Según lo establecido en el RD 390/2021, solo los técnicos competentes con titulación académica habilitante pueden suscribir un certificado de eficiencia energética. Esto incluye a arquitectos, arquitectos técnicos, aparejadores e ingenieros de diversas ramas. Para un inmueble en Trigueros del Valle, es vital que el técnico esté colegiado y cuente con un seguro de responsabilidad civil vigente. El profesional tiene la obligación de realizar una inspección al inmueble presencial, donde tomará medidas de las estancias, analizará la envolvente térmica (muros y ventanas) y revisará las instalaciones de calefacción y agua caliente sanitaria. No confíe en ofertas que omitan la visita física, ya que invalidarían el certificado y podrían acarrear sanciones administrativas graves tanto para el técnico como para el propietario.
El parque de viviendas de Trigueros del Valle, compuesto por unas 371 unidades, presenta una tipología predominantemente rural y unifamiliar. Gran parte de las construcciones situadas en el casco histórico son anteriores a la normativa de aislamiento de 1979 (NBE-CT-79), lo que suele derivar en calificaciones energéticas situadas entre las letras E y G. Estos inmuebles suelen presentar muros de piedra o ladrillo sin cámara de aire y ventanas de madera o aluminio sencillo. Por el contrario, las rehabilitaciones recientes o viviendas construidas bajo el Código Técnico de la Edificación de 2007 suelen alcanzar niveles D o C. Para mejorar la letra en esta zona climática D3, las intervenciones más efectivas son la instalación de sistemas de aerotermia o calderas de biomasa, junto con el trasdosado de muros exteriores y la sustitución de carpinterías por vidrios bajo emisivos con rotura de puente térmico.
El marco legal que regula el certificado energético Trigueros del Valle es el Real Decreto 390/2021 a nivel estatal y el Decreto 57/2017 a nivel autonómico en Castilla y León. La gestión administrativa recae sobre el Registro de Certificados de Eficiencia Energética de Castilla y León, dependiente del EREN (Ente Regional de la Energía). Una vez que el técnico registra telemáticamente el certificado, la administración valida el proceso y otorga la etiqueta energética oficial, que tiene una validez de 10 años (excepto si la calificación es G, en cuyo caso la validez máxima es de 5 años).
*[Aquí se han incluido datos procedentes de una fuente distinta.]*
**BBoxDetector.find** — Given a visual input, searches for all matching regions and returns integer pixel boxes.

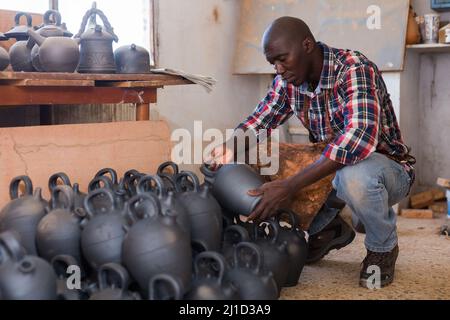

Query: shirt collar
[300,42,335,94]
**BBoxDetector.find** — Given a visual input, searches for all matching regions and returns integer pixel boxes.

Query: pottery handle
[0,231,25,263]
[175,171,200,192]
[126,193,162,223]
[194,251,226,285]
[44,10,61,27]
[51,254,78,278]
[84,188,116,217]
[200,163,216,185]
[223,225,250,245]
[95,168,118,185]
[51,185,75,212]
[234,242,264,274]
[14,12,33,28]
[98,262,130,291]
[88,176,113,192]
[156,161,180,175]
[48,172,71,192]
[137,175,167,197]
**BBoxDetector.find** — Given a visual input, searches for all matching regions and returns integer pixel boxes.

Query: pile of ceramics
[0,162,307,300]
[0,2,151,74]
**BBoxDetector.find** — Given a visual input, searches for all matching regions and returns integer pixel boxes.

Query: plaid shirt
[238,42,412,176]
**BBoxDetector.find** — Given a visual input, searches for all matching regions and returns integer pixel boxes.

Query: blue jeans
[309,153,411,252]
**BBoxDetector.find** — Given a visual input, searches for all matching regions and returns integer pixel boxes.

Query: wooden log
[251,143,334,230]
[410,190,434,209]
[401,209,433,219]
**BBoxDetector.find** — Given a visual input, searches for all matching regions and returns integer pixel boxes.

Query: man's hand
[248,179,295,221]
[205,144,234,170]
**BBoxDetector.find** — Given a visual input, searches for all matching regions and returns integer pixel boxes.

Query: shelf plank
[406,43,450,53]
[0,79,95,87]
[0,85,157,106]
[0,71,193,87]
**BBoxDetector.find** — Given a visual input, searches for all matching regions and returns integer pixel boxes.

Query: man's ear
[302,37,316,54]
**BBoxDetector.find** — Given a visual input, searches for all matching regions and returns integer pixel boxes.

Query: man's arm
[206,76,293,168]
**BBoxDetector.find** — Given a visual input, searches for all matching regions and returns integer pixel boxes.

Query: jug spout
[28,29,45,47]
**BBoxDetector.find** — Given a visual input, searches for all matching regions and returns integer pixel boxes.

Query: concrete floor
[281,209,450,300]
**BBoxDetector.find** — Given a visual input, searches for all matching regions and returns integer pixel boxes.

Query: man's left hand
[248,179,295,221]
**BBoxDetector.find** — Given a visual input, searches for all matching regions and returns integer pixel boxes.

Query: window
[58,0,154,64]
Es obligatorio incluir la etiqueta energética en cualquier anuncio publicitario de venta o alquiler, citando la fuente oficial del Ministerio para la Transición Ecológica y el Reto Demográfico para asegurar la transparencia hacia el consumidor final.
Incumplir la normativa de eficiencia energética puede acarrear sanciones económicas considerables según la Ley 8/2013 de rehabilitación, regeneración y renovación urbanas. En Trigueros del Valle, las infracciones se dividen en:
- Leves (300€ a 600€): Anunciar la venta o alquiler sin mencionar la calificación energética o no renovar un certificado caducado.
- Graves (601€ a 1.000€): Vender o alquilar el inmueble sin entregar el certificado en vigor al comprador o arrendatario.
- Muy graves (1.001€ a 6.000€): Falsear la información del certificado o actuar como técnico sin tener la titulación requerida.
Además de la multa, el contrato de compraventa o alquiler podría ser impugnado por el receptor de la propiedad al carecer de una documentación obligatoria por ley, lo que genera una inseguridad jurídica innecesaria para el propietario vendedor.
Además del certificado de eficiencia energética, los propietarios en Trigueros del Valle pueden requerir otros documentos técnicos según la antigüedad de su vivienda. Si el edificio tiene más de 40 años, es probable que deba someterse a la ITE (Inspección Técnica de Edificios) o al IEE (Informe de Evaluación de Edificios), trámites que también requieren la intervención de un técnico colegiado. Realizar estos estudios de forma conjunta no solo garantiza la seguridad estructural y la accesibilidad, sino que permite optimizar los costes de desplazamiento del técnico. Estos trámites son esenciales para acceder a subvenciones de rehabilitación energética de los fondos Next Generation en la provincia de Valladolid.